Although the walkthrough focuses on Retro Synth, the techniques here work best when you exploit a range of different soft synths, each bringing their own unique flavour to the mix. With each layer, always follow the mantra of ‘similar but different’, ensuring there’s a musical continuity between the sounds, but that each layer contributes in its own way.
Hopefully, following these simple guidelines will make a big difference to the scale of sound you can produce, and, therefore, the scale and impact of your music.
Big synths: Step-by-step
1. Open the Logic Project included on the DVD. The starting point is a basic chord sequence alongside an instance of Retro Synth set to its default setting. Open the Settings tab in the bottom right-hand corner.

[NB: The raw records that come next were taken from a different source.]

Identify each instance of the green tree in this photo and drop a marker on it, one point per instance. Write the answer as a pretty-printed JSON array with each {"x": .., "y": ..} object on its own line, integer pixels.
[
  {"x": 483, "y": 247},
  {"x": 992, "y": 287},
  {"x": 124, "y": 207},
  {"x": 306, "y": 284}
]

2. By default, Retro Synth includes some basic patch-doubling features found under the Global Settings. Set Voice Stacking to four voices and set the amount of Voice Detune to around 0.65 for a thick, unison sound.
3. Create a new instance of Retro Synth. Assign both instruments to their own Track Stack using the menu function Track > Create Track Stack. When prompted, create a summing stack and drag the MIDI to the uppermost tracklane.
4. This second synth will work as the high-octave doubler. Use the Transpose feature under Global Setting to shift it up an octave. Raise the Cents control in the Oscillator section to add a rich detune effect.
5. The top layer will have lots of pitch-based effects, including glide and vibrato. For vibrato to work, you’ll need to lower the wheel control so that the mod wheel doesn’t control the depth of the effect.
6. Now let’s look at the mix. Reduce the volume of each instance of Retro Synth (found in the Amp section) so that the average level is around -12dB, and then create bus sends for each instrument.